En l’espèce, la réglementation allemande méconnaît cette obligation. En limitant l’imputation de l’impôt étranger par un calcul qui neutralise une partie des déductions personnelles, l’Allemagne renonce partiellement à son devoir de prendre en compte la situation personnelle de ses propres résidents. La restriction n’est donc pas une conséquence inévitable de la coexistence des systèmes fiscaux nationaux, mais bien le résultat d’un choix législatif de l’État de résidence. Cette approche confirme une jurisprudence constante et l’applique logiquement au cas d’un mécanisme d’imputation, montrant que la méthode utilisée pour éliminer la double imposition ne doit pas elle-même créer de discrimination.
II. Le rejet de la justification de la restriction
Face à la restriction avérée, la Cour examine et réfute la justification avancée par le gouvernement allemand tenant à la répartition du pouvoir d’imposition (A), tout en précisant la portée de sa décision face aux autres options prévues par le droit national (B).
A. L’inefficacité de l’argument tiré de la répartition du pouvoir d’imposition
Le gouvernement allemand soutenait que la limitation de l’imputation était nécessaire pour préserver une répartition équilibrée du pouvoir d’imposition entre les États. Selon cet argument, l’État de résidence ne serait pas tenu de compenser les désavantages fiscaux liés à l’imposition effectuée par l’État de la source. La Cour écarte cette justification avec fermeté. Elle estime qu’une telle justification « ne peut être invoquée par l’État de résidence d’un contribuable pour se soustraire à la responsabilité qui lui incombe en principe d’accorder au contribuable les déductions de type personnel et familial qui lui reviennent ».
De plus, la Cour souligne que permettre une prise en compte intégrale des déductions personnelles ne compromettrait pas le droit de l’Allemagne d’exercer sa compétence fiscale.

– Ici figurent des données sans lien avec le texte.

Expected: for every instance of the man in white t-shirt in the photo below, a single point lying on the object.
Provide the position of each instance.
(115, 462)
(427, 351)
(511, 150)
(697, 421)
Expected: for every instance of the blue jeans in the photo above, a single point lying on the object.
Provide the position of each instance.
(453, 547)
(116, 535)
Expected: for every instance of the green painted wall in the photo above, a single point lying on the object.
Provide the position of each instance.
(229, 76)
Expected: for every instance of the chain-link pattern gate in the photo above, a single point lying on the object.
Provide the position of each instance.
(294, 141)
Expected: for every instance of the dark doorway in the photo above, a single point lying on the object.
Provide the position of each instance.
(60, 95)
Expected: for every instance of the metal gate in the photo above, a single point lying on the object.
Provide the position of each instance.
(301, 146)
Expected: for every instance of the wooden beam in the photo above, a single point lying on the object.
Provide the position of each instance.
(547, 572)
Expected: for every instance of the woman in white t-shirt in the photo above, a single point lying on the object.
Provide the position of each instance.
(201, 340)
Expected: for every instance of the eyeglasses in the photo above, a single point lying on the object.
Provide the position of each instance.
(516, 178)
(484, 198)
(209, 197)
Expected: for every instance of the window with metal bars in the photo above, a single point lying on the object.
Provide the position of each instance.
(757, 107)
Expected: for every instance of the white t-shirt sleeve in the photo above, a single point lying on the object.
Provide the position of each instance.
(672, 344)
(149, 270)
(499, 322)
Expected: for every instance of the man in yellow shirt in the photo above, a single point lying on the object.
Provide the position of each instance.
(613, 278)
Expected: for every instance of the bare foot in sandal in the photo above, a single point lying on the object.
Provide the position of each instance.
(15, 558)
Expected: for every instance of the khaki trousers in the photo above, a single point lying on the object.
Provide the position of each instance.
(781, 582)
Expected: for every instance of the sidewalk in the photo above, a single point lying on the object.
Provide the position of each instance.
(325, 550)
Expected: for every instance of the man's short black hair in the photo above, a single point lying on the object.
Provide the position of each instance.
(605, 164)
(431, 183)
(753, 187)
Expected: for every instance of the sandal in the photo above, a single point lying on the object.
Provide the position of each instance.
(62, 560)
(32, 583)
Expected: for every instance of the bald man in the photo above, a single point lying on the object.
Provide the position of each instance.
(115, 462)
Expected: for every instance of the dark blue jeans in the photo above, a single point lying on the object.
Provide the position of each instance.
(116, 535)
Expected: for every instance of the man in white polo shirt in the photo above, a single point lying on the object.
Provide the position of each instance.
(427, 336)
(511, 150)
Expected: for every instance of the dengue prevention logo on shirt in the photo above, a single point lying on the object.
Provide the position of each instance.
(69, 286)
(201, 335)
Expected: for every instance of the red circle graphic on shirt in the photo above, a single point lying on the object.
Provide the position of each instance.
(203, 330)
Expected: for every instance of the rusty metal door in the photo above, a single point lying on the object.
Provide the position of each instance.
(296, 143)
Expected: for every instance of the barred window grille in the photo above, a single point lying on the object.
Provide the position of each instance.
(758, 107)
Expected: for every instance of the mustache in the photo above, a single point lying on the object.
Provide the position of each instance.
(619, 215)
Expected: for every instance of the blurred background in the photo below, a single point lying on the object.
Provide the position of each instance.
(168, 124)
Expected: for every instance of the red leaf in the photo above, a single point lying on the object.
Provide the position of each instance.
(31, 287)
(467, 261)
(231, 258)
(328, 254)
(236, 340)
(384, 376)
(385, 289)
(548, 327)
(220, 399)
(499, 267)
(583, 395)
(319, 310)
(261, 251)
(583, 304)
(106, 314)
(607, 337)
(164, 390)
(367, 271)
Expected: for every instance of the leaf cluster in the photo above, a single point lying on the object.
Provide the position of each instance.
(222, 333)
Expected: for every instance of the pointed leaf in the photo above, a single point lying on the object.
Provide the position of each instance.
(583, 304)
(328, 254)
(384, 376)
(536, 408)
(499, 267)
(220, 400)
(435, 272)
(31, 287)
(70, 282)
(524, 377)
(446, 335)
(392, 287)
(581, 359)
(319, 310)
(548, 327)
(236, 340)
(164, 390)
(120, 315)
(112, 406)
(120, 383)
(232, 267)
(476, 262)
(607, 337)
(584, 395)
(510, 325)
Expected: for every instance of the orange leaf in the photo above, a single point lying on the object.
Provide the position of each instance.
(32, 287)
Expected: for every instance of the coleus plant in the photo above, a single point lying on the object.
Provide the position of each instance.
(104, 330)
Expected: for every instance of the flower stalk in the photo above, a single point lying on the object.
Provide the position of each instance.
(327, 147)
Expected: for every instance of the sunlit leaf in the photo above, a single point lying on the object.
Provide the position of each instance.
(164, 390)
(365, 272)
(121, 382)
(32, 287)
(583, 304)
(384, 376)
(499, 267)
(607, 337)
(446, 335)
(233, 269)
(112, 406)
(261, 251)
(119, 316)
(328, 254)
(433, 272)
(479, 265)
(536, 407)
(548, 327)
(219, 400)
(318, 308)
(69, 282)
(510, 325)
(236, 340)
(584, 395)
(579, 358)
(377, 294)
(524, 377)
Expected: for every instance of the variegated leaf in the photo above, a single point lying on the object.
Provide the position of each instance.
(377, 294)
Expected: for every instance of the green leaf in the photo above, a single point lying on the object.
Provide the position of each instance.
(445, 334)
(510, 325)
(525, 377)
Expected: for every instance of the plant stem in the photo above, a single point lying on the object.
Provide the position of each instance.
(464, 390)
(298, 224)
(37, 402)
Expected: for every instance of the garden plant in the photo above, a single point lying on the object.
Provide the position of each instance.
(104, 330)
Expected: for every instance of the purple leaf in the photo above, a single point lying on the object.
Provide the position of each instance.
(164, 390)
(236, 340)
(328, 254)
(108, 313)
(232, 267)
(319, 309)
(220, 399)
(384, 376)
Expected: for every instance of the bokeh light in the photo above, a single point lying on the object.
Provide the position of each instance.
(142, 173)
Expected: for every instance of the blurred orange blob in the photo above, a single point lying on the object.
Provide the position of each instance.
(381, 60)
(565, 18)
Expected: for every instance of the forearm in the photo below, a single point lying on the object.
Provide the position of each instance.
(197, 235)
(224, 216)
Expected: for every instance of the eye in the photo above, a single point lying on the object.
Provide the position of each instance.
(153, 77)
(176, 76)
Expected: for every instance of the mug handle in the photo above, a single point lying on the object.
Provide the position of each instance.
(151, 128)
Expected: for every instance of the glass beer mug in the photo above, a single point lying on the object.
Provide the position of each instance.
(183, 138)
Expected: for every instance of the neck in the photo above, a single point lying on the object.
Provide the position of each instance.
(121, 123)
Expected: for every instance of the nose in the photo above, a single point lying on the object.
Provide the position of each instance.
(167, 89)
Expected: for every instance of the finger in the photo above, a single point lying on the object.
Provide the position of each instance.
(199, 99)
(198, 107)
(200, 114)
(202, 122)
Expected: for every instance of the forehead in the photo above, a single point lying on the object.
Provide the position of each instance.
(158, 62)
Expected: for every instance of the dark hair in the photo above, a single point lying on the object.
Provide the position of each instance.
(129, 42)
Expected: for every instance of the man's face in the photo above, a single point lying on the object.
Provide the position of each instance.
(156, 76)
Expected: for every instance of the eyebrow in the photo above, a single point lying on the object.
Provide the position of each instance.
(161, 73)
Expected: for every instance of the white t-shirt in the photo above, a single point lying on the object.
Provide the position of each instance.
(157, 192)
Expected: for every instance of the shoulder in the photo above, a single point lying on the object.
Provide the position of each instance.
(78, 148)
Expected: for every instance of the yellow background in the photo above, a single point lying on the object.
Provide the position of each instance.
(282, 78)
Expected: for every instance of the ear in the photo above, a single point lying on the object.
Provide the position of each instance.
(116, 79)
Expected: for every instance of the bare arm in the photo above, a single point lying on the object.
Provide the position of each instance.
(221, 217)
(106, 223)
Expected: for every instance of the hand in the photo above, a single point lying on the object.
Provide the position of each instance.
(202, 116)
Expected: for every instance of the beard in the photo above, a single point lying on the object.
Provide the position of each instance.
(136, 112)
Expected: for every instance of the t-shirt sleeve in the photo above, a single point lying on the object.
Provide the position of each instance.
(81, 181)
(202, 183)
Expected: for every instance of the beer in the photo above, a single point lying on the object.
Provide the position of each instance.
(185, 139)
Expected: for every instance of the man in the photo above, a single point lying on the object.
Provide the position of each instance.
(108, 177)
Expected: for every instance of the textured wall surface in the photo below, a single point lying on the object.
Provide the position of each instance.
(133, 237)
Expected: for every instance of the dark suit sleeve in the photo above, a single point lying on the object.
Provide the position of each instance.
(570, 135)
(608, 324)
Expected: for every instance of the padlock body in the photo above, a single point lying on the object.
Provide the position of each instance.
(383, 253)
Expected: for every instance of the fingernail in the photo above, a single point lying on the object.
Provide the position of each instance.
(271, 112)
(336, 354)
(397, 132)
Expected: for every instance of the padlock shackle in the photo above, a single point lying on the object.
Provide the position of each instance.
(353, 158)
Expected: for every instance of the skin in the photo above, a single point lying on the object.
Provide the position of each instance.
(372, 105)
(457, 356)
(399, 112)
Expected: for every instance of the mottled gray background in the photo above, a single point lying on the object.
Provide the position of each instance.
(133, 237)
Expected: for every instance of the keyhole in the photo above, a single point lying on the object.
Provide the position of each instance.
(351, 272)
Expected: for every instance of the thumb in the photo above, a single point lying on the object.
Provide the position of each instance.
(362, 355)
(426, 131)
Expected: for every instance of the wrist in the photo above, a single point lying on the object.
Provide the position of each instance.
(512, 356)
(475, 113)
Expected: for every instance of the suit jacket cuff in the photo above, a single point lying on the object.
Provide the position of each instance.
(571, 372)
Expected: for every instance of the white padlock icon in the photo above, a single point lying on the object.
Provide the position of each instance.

Au contraire, cela assurerait simplement que les revenus perçus en Allemagne soient traités de la même manière, que le contribuable ait ou non perçu des revenus à l’étranger. La Cour estime donc que l’objectif de sauvegarde de la répartition du pouvoir d’imposition ne saurait justifier une mesure qui entrave une liberté fondamentale sans être véritablement nécessaire à la prévention de comportements abusifs ou à la protection de la cohérence du système fiscal.
B. La portée du principe de non-discrimination face aux options nationales
Enfin, la Cour examine l’argument selon lequel les contribuables disposaient d’une autre option, à savoir la déduction de l’impôt étranger de l’assiette imposable plutôt que son imputation. La Cour juge cet argument non pertinent. Elle rappelle qu’« un régime national restrictif des libertés de circulation peut demeurer incompatible avec le droit de l’Union, quand bien même son application serait facultative ». La simple existence d’une alternative conforme au droit de l’Union ne suffit pas à rendre légal un mécanisme qui, par défaut, est discriminatoire.
Cette position renforce la protection des contribuables et la primauté du droit de l’Union. Elle signifie que les États membres doivent s’assurer que le régime fiscal standard ou de droit commun est lui-même compatible avec les libertés de circulation. En jugeant que le mécanisme incompatible est celui qui est « automatiquement appliqué en l’absence de choix effectué par le contribuable », la Cour souligne que la protection des libertés fondamentales ne doit pas dépendre de la diligence ou de l’expertise fiscale des citoyens. La décision a donc une portée pratique importante, en imposant aux États membres de corriger les mécanismes d’imposition qui, même indirectement, pénalisent l’exercice de la libre circulation des capitaux.